Une étude identife un circuit cérébral spécifique de la spiritualité et la religiosité.
Plus de 80 % des personnes dans le monde se considèrent comme religieuses ou spirituelles. Mais les recherches sur les neurosciences de la spiritualité et de la religiosité sont rares. Les études précédentes ont utilisé la neuro-imagerie fonctionnelle, dans laquelle une personne subit un scanner cérébral tout en effectuant une tâche pour voir quelles zones du cerveau s'allument. Mais ces études corrélatives n'ont donné qu'une image fragmentaire et souvent incohérente de la spiritualité.
L'étude des chercheurs du Brigham and Women's Hospital a adopté une nouvelle approche pour cartographier la spiritualité et la religiosité et a constaté que l'activité spirituelle peut être localisée dans un circuit cérébral spécifique.
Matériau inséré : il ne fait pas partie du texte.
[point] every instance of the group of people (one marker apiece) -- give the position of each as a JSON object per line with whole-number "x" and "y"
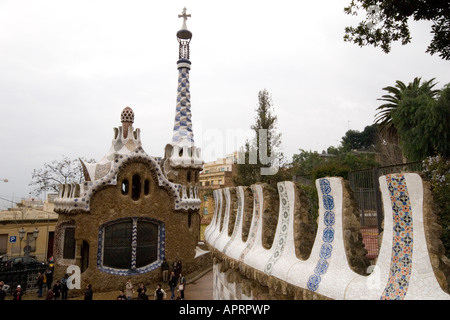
{"x": 59, "y": 289}
{"x": 176, "y": 282}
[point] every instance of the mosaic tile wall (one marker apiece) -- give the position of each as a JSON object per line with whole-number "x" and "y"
{"x": 403, "y": 269}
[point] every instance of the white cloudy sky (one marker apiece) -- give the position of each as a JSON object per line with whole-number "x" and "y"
{"x": 68, "y": 68}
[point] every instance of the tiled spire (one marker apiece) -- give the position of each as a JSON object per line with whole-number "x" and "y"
{"x": 182, "y": 129}
{"x": 183, "y": 125}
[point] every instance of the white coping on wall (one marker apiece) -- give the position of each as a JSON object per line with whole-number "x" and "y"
{"x": 235, "y": 245}
{"x": 326, "y": 271}
{"x": 222, "y": 237}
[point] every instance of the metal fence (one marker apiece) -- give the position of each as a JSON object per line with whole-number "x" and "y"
{"x": 365, "y": 186}
{"x": 26, "y": 278}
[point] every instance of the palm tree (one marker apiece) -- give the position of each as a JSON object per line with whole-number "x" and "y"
{"x": 383, "y": 118}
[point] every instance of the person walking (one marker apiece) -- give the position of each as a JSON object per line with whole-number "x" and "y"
{"x": 182, "y": 286}
{"x": 49, "y": 277}
{"x": 64, "y": 287}
{"x": 173, "y": 281}
{"x": 179, "y": 268}
{"x": 165, "y": 270}
{"x": 17, "y": 295}
{"x": 57, "y": 290}
{"x": 49, "y": 295}
{"x": 2, "y": 292}
{"x": 129, "y": 289}
{"x": 40, "y": 283}
{"x": 160, "y": 294}
{"x": 88, "y": 294}
{"x": 121, "y": 296}
{"x": 142, "y": 292}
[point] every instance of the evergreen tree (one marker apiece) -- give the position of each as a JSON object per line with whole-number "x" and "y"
{"x": 262, "y": 158}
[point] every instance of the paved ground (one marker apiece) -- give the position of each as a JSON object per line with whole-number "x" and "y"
{"x": 200, "y": 288}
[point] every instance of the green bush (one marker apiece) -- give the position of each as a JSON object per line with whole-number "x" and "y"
{"x": 437, "y": 171}
{"x": 330, "y": 170}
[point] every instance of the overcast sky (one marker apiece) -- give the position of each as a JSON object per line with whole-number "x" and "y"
{"x": 68, "y": 68}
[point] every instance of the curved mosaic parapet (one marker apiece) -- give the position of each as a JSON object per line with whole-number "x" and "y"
{"x": 403, "y": 269}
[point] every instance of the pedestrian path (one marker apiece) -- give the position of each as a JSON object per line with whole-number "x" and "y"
{"x": 200, "y": 289}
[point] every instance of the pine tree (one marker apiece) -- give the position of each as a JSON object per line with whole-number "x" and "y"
{"x": 262, "y": 158}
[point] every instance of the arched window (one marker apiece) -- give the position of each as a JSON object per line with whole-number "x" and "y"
{"x": 188, "y": 176}
{"x": 131, "y": 245}
{"x": 136, "y": 187}
{"x": 146, "y": 187}
{"x": 69, "y": 243}
{"x": 125, "y": 187}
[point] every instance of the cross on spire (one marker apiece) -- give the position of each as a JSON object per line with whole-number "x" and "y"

Ce circuit cérébral est centré dans la substance grise périaqueducale (GPA), une région du tronc cérébral impliquée dans de nombreuses fonctions, notamment le conditionnement à la peur, la modulation de la douleur, les comportements altruistes et l'amour inconditionnel.
"Nos résultats suggèrent que la spiritualité et la religiosité sont enracinées dans des dynamiques neurobiologiques fondamentales et profondément tissées dans notre neurologie", a déclaré Michael Ferguson, chercheur du Brigham's Center for Brain Circuit Therapeutics. "Nous avons été étonnés de constater que ce circuit cérébral de la spiritualité est centré dans l'une des structures du cerveau les plus préservées du point de vue de l'évolution."
Pour mréaliser leur étude, Ferguson et ses collègues ont utilisé une technique appelée cartographie des réseaux de lésions, qui permet d'associer des comportements humains complexes à des circuits cérébraux spécifiques en fonction de l'emplacement des lésions cérébrales des patients.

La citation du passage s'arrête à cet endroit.